Nothing too complex about that; the film's spirit shines through mostly in its characters, both dramatically and stylistically. What's astonishing about The Book of Life is that it does something that even most adult love stories don't do: it presents all sides of its triangle as fundamentally nice, likable human beings who have only the usual sets of not terribly damning flaws. Even its immortal beings seem to share one of the healthiest marriages in recent cinema, openly affectionate and quick to resolve fights with honesty and mutual respect. And while none of the film's performances outside Perlman's do much of particular interest with those characters, they're all lively enough that watching them interact and have their little emotional journeys is satisfying in every way. Except the ways that involve Manolo fucking singing (though there are two originals, by Paul Williams and Gustavo Santaolalla, and I wouldn't trade either of those).

Meanwhile, the story is being enacted back at that museum by brightly colored puppets, and when we see the character in the film, they always resembles the blocks of painted wood that they are in "reality". What could, and even should be an annoying distancing effect turns out to be a great triumph: like Pixar before them, Reel FX seems to have figured out that inanimate objects are easier to animated and render in satisfying form than organic life (the humans in the frame narrative look pretty dire, even through their extreme stylisation), and by explicitly casting the whole thing as a tribute to Mexican folk art, it gives the design team license to make the human world and the afterlife alike burst with impossible architecture and bold colors and flowing lines that grab your eyeballs and pull them in and around in the film's world in an orgy of visual play.

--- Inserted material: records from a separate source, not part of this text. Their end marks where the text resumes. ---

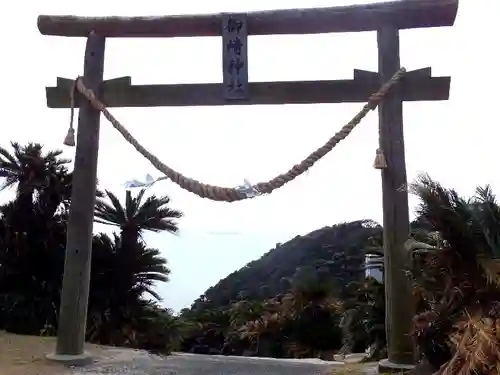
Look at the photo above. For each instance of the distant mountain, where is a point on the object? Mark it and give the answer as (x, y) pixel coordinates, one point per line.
(334, 254)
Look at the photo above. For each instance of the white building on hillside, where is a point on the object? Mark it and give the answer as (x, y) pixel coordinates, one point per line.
(374, 267)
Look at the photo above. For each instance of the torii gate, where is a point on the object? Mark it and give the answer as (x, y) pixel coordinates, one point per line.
(384, 18)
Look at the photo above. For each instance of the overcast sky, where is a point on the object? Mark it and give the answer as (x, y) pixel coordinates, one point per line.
(455, 141)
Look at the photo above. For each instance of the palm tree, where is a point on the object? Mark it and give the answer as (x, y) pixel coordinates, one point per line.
(136, 216)
(119, 283)
(455, 273)
(28, 167)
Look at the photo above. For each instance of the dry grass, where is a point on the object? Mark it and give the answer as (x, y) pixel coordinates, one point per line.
(25, 355)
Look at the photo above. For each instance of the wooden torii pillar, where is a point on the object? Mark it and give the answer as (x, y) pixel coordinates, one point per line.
(384, 18)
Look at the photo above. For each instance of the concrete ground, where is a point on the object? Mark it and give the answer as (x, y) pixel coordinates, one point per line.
(128, 362)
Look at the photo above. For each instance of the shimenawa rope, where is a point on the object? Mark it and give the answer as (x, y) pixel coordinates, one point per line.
(225, 194)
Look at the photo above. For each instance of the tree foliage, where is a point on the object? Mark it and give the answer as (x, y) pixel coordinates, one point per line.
(123, 306)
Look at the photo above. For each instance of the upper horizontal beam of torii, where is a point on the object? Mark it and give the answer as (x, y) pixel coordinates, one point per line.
(402, 14)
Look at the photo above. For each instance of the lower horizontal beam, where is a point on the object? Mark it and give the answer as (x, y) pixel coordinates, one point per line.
(260, 93)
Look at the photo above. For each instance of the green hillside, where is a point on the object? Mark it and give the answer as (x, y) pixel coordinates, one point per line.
(332, 254)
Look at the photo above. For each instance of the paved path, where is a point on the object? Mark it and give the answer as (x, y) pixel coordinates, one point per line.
(192, 364)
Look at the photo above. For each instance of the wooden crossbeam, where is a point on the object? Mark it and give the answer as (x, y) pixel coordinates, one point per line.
(402, 14)
(417, 85)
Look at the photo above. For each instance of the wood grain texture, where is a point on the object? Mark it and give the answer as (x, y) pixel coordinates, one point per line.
(402, 14)
(413, 88)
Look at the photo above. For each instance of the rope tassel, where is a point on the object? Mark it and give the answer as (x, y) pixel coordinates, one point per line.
(218, 193)
(69, 140)
(380, 162)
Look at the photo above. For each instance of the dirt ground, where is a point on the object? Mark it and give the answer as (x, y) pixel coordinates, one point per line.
(25, 355)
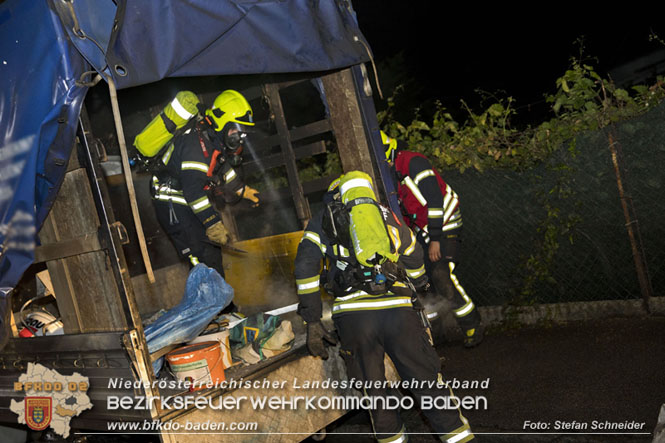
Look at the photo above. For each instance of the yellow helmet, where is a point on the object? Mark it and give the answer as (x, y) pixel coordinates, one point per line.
(230, 107)
(389, 146)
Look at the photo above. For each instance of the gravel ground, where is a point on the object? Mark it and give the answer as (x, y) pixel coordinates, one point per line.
(609, 370)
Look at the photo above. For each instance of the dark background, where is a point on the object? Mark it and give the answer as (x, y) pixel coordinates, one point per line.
(449, 52)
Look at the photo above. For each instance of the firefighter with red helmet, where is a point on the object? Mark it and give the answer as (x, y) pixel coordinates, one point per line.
(431, 208)
(372, 265)
(198, 175)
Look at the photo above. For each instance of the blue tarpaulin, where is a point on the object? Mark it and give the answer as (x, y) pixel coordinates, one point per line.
(45, 47)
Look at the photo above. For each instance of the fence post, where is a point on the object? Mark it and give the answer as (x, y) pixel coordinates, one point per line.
(632, 226)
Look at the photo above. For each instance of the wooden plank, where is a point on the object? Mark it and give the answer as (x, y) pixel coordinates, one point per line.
(129, 180)
(273, 161)
(347, 124)
(86, 293)
(165, 293)
(301, 204)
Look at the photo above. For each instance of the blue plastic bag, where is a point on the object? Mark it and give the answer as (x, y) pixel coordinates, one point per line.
(206, 294)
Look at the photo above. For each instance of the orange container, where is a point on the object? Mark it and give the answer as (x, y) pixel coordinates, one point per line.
(200, 364)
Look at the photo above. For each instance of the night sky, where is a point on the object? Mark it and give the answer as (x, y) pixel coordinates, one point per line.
(449, 52)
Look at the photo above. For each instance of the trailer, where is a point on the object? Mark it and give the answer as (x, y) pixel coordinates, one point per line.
(109, 264)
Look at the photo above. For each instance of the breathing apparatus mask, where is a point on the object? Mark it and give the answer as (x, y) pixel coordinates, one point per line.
(234, 138)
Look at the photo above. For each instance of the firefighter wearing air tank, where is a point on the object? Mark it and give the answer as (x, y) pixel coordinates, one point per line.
(372, 265)
(431, 208)
(198, 176)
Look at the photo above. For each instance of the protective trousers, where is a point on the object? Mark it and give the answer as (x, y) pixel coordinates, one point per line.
(188, 235)
(365, 337)
(442, 276)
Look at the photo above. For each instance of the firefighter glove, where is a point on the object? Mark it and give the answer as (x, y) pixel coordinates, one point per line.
(218, 233)
(317, 336)
(250, 194)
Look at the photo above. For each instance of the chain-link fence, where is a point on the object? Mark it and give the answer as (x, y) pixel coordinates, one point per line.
(567, 216)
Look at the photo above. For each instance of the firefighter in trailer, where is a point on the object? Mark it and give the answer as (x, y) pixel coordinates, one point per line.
(372, 264)
(198, 177)
(431, 208)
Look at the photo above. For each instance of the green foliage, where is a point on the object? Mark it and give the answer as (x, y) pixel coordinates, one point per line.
(583, 101)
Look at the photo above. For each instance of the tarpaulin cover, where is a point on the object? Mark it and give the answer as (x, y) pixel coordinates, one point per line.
(45, 46)
(39, 107)
(206, 294)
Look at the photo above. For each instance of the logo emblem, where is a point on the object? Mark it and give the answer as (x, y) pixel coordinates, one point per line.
(38, 412)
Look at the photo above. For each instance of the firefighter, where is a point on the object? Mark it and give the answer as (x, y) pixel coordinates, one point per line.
(431, 208)
(199, 176)
(373, 311)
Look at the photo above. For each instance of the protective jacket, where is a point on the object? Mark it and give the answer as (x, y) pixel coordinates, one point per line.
(428, 203)
(185, 178)
(340, 271)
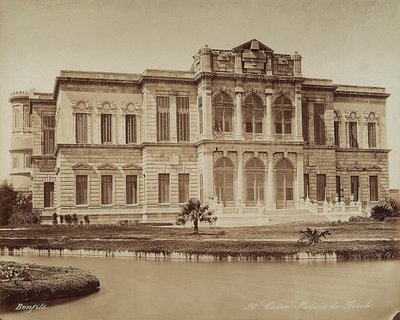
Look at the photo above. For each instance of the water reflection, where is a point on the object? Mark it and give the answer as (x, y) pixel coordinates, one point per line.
(304, 289)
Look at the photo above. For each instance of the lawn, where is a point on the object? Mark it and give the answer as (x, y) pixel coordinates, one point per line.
(349, 240)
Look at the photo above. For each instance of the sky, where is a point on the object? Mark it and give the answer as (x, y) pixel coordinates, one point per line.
(348, 41)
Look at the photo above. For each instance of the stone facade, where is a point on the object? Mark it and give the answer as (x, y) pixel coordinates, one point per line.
(243, 125)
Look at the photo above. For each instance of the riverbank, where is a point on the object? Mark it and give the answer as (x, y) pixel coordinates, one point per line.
(372, 240)
(30, 282)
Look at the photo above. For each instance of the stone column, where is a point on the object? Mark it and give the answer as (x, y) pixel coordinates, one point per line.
(239, 197)
(207, 114)
(298, 116)
(172, 115)
(300, 179)
(238, 131)
(267, 121)
(208, 175)
(311, 139)
(270, 204)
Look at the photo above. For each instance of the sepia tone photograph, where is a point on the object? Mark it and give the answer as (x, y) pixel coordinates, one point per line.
(199, 159)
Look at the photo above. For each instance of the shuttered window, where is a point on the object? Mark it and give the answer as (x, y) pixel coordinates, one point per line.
(49, 194)
(319, 124)
(81, 189)
(304, 110)
(131, 189)
(81, 127)
(183, 187)
(106, 128)
(130, 128)
(162, 119)
(373, 188)
(371, 135)
(163, 188)
(182, 118)
(48, 134)
(321, 187)
(106, 189)
(353, 135)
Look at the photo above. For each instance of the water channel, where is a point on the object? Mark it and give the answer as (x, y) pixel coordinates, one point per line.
(309, 289)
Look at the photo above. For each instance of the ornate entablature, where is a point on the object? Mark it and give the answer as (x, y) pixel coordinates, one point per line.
(106, 107)
(371, 117)
(131, 108)
(81, 107)
(351, 115)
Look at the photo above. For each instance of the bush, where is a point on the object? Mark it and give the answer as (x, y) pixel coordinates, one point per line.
(382, 211)
(360, 219)
(310, 236)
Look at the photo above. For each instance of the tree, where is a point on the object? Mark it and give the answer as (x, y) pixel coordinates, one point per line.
(310, 236)
(382, 211)
(195, 211)
(8, 200)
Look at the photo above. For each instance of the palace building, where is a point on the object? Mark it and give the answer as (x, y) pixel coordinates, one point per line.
(242, 126)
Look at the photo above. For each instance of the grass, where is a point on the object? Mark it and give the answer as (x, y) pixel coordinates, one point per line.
(375, 239)
(30, 282)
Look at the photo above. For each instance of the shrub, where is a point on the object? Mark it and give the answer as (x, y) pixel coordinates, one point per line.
(310, 236)
(382, 211)
(55, 218)
(195, 211)
(360, 219)
(68, 219)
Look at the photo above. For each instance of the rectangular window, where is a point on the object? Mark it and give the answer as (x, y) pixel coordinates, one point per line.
(106, 189)
(81, 127)
(200, 108)
(201, 188)
(355, 186)
(321, 187)
(130, 128)
(182, 118)
(163, 188)
(336, 132)
(28, 161)
(49, 194)
(27, 117)
(304, 110)
(48, 134)
(353, 135)
(183, 187)
(371, 135)
(373, 188)
(338, 188)
(319, 124)
(106, 128)
(306, 190)
(131, 189)
(162, 119)
(81, 189)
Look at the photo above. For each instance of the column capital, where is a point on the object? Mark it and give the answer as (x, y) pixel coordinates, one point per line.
(269, 91)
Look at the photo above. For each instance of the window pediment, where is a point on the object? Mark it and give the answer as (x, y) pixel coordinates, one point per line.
(82, 166)
(107, 166)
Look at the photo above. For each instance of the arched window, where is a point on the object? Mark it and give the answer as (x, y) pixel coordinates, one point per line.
(284, 184)
(253, 113)
(223, 178)
(336, 131)
(283, 115)
(222, 112)
(255, 172)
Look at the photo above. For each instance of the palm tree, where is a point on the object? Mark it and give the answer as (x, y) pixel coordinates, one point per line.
(314, 235)
(195, 211)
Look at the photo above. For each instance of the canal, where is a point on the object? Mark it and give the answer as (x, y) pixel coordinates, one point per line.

Turn off the sound, and it's the most splendid-looking animated feature made in the U.S. in 2014; pull out every joke and three or four of the comic side characters, and it's the sweetest, most humane children's movie of the year. But Christ, those songs; and beyond that, while more of a nuisance than a real problem, the jokes have a tendency towards broad punchlines that only want to get away with entertaining children, rather than do something unexpected for them - and this, too, is maybe hypocritical. Director and co-writer (with Douglas Langdale) Jorge R. Gutierrez clearly gets characters, and the endless draw of seeing elementally simple fables told with spirit, and he's great at shepherding us through the fussily charming toybox world of his film, with all its loving admiration for Mexico's history and stylistic exuberance. Why he would cut his own film off at the knees with such screeching, clattering messiness, I cannot say, but he's ended up with a movie that is absolutely likable, but sometimes feels more like it's something to endure than something to enjoy.